Lido, spiagge, mare,Il progetto sarebbe una boccata d’ossigeno per i tanti proprietari di cani della città che rischiano multe salate se portano i loro animali in spiaggia. L’idea sembrava avviata verso una conclusione positiva, finché non ci si è messa in mezzo la burocrazia. Il tavolo tecnico convocato dal Comune di Palermo attraverso un pool di esperti, tecnici, addestratori, amministratori comunali, aveva pensato a una soluzione. L’idea era sfruttare un’area libera, prima gestita dall’Aeronautica, che si trova nella zona dell’Addaura.
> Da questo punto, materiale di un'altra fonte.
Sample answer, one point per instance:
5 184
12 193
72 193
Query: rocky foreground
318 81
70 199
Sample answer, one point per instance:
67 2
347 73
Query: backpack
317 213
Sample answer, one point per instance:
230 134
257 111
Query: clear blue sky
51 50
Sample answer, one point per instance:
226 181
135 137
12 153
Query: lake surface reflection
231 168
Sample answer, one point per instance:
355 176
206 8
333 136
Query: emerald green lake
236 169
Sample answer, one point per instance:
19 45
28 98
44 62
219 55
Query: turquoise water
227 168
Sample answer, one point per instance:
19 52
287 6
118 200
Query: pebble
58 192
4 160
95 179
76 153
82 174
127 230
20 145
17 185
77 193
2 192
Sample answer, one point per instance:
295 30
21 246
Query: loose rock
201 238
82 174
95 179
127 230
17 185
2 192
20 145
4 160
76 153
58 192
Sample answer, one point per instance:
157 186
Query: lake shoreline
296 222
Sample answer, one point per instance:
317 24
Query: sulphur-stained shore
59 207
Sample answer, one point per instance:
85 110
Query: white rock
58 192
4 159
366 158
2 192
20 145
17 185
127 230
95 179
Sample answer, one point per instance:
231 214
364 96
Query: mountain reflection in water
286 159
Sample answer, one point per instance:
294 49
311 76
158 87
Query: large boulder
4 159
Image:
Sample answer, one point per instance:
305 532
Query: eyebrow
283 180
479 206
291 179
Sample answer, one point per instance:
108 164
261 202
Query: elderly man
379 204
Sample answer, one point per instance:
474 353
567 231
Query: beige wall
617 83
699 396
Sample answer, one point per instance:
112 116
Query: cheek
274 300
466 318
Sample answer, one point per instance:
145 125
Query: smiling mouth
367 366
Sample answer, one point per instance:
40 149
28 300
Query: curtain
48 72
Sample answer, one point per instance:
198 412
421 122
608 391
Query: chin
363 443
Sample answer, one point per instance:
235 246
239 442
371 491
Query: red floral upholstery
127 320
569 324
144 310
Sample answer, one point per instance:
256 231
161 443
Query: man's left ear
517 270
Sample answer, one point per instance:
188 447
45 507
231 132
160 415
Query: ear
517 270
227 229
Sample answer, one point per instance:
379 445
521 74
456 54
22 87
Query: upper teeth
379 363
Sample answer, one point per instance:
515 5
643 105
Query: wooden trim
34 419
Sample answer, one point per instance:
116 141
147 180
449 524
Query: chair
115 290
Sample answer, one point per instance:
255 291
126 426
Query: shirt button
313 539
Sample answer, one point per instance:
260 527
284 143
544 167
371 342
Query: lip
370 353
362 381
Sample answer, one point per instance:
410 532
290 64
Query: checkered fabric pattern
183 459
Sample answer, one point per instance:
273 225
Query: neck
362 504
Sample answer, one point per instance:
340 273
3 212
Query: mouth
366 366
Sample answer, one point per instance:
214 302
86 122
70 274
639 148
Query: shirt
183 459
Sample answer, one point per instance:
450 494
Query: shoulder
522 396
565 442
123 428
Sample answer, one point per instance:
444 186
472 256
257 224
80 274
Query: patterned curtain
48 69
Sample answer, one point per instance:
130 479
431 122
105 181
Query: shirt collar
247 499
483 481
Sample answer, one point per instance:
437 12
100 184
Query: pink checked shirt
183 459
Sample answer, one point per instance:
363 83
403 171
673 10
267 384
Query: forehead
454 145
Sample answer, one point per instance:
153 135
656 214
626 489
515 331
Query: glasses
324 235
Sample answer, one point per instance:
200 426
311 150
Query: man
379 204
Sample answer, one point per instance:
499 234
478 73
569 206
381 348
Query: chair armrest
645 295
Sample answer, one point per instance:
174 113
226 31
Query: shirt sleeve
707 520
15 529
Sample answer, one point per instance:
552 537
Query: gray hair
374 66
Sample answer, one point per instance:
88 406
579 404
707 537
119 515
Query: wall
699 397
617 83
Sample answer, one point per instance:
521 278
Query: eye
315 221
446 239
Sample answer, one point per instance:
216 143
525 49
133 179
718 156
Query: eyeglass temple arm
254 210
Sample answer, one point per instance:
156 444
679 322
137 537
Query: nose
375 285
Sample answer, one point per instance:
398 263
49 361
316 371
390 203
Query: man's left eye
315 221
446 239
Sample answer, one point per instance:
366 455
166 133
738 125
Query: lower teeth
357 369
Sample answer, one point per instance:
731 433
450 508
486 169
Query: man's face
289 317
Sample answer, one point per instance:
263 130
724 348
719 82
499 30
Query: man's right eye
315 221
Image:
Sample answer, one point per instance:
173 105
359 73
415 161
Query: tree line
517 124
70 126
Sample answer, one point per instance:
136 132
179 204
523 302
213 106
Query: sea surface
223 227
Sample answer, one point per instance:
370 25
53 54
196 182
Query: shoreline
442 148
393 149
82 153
Lo spazio sarebbe stato destinato per 30-40 giorni ai cani e ai loro padroni senza esborsi da parte del Comune. A montare le strutture rimovibili necessarie, a pulire la zona e a curarsi della manutenzione sarebbero stati i volontari. A carico dell’Amministrazione ci sarebbe stato solo il costo dell’utenza relativa al consumo dell’acqua. L’area inoltre sarebbe stata usata allo scopo solo per alcune ore al giorno e volontari avrebbero curato la pulizia dello spazio.

Un’idea già realizzata in altre città siciliane come Messina e Catania ora ferma all’Assessorato regionale al Territorio.

Dalla Regione infatti è arrivato il no all’uso del tratto di costa individuato e il suggerimento a cambiare zona. Peccato che nelle aree indicate ci sia il divieto di balneazione.